Causes of major page faults

There's a common Prometheus alert called "NodeMemoryMajorPagesFaults". It's part of the Node Exporter's node-mixin project and also included in the kube-prometheus-stack default alert rules.

But what does this alert mean, and what do you do about it? This article helps you form a good mental model and provides practical guidance.

What are major page faults anyway?

"Major page fault" means that an application is using the memory management system to either read data from disk, or to swap in memory.

Despite the ominous name, it doesn't mean that the system is encountering errors.
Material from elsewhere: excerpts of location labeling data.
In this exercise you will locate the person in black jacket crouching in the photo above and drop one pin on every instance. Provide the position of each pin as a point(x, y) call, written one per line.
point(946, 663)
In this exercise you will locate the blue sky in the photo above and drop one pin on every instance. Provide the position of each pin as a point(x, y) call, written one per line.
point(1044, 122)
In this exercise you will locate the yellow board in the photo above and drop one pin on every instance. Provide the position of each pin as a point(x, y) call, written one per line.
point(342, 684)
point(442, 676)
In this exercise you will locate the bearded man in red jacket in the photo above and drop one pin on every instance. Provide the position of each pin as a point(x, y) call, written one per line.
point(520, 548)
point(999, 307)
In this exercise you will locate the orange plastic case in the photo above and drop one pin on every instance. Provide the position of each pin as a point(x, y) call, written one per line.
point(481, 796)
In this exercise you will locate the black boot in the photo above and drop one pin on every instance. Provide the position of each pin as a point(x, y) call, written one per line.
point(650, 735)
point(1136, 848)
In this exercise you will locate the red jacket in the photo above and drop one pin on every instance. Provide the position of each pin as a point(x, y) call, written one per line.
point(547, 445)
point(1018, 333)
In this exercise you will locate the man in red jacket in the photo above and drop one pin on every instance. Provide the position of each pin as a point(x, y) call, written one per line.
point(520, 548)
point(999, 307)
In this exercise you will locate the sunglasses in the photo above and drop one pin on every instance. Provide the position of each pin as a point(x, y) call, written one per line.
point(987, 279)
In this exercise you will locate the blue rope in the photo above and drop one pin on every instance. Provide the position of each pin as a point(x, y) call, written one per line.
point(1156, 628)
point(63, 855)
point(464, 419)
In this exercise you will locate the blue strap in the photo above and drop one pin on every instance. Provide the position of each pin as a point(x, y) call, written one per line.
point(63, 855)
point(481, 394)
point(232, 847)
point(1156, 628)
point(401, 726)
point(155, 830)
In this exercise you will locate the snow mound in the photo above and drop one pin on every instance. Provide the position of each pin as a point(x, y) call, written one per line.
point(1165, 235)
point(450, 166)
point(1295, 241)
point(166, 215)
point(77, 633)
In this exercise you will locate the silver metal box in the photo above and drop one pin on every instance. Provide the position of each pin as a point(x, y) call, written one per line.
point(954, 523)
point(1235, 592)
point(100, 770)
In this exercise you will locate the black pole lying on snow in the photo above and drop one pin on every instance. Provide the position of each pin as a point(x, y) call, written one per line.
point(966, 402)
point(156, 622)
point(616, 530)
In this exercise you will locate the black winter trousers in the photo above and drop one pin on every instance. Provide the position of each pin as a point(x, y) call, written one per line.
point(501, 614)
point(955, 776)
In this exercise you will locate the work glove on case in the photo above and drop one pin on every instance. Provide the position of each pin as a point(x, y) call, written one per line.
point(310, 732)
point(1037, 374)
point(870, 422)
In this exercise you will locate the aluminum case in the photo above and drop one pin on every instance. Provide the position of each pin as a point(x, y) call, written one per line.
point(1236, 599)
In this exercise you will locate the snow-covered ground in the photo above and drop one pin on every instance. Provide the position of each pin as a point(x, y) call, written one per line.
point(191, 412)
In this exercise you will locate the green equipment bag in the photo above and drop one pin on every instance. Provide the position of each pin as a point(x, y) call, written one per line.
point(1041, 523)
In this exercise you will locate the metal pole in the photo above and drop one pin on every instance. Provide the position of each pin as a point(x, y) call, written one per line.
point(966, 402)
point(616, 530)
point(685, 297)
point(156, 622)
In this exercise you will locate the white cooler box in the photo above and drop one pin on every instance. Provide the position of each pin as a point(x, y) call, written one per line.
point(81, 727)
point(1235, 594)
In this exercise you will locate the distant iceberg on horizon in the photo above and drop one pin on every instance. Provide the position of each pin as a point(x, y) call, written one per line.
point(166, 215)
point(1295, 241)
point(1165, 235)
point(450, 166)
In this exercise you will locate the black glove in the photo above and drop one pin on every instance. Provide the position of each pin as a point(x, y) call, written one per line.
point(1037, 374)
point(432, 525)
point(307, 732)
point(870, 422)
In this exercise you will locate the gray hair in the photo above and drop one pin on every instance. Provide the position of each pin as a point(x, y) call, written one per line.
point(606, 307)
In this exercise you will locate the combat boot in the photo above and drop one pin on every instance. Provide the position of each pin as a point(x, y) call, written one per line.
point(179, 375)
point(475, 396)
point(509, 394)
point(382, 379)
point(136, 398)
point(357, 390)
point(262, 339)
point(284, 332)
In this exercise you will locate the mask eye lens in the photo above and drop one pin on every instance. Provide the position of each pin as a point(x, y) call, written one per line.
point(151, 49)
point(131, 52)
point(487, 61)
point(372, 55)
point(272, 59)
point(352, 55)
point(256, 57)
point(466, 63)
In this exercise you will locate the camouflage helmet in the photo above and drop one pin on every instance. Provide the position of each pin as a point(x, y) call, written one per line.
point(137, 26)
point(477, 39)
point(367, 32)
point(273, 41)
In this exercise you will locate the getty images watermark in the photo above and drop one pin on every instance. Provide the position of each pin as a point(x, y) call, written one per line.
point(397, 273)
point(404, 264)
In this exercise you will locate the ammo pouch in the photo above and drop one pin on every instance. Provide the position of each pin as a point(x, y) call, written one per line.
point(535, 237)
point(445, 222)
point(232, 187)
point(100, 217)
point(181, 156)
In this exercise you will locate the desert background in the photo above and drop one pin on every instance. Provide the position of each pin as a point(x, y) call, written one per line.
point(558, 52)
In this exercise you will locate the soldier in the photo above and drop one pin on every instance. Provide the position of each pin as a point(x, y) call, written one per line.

However, since it indicates heavy disk reads, it could still indicate that something is wrong.
The part "using the memory management system" is key: major page faults are a separate I/O pathway from the normal one.
The part about "reading data" is also important: major page faults are strictly about reading data.

A NodeMemoryMajorPageFaults alert should thus be interpreted as "there is heavy disk read activity, either reading from file or from swap".

Virtual memory

To understand why major page faults are called this way and what they actually do, we have to first understand virtual memory.

When an application uses memory, one might think that the application uses a part of your physical RAM.

Concept showing that an application uses a part of physical RAM

But on modern operating systems, applications do not access the physical RAM directly. Instead, they access a virtual representation of RAM — virtual memory. This virtual memory is "infinite" in size (256 TB on x86_64), and is also called the address space.

Virtual memory is organized in chunks called "pages". A page might be backed by a piece of the physical RAM, but also pieces of other things, like a swap disk or a file. Obviously your real RAM is not as big as the address space. The fact that a page can be swapped to disk is one of the reasons that a large address space is possible.

Concept depicting virtual memory: each page is backed by RAM, swap or file

Having parts of virtual memory be backed by a file is also called "memory mapping", or "mmap" in short.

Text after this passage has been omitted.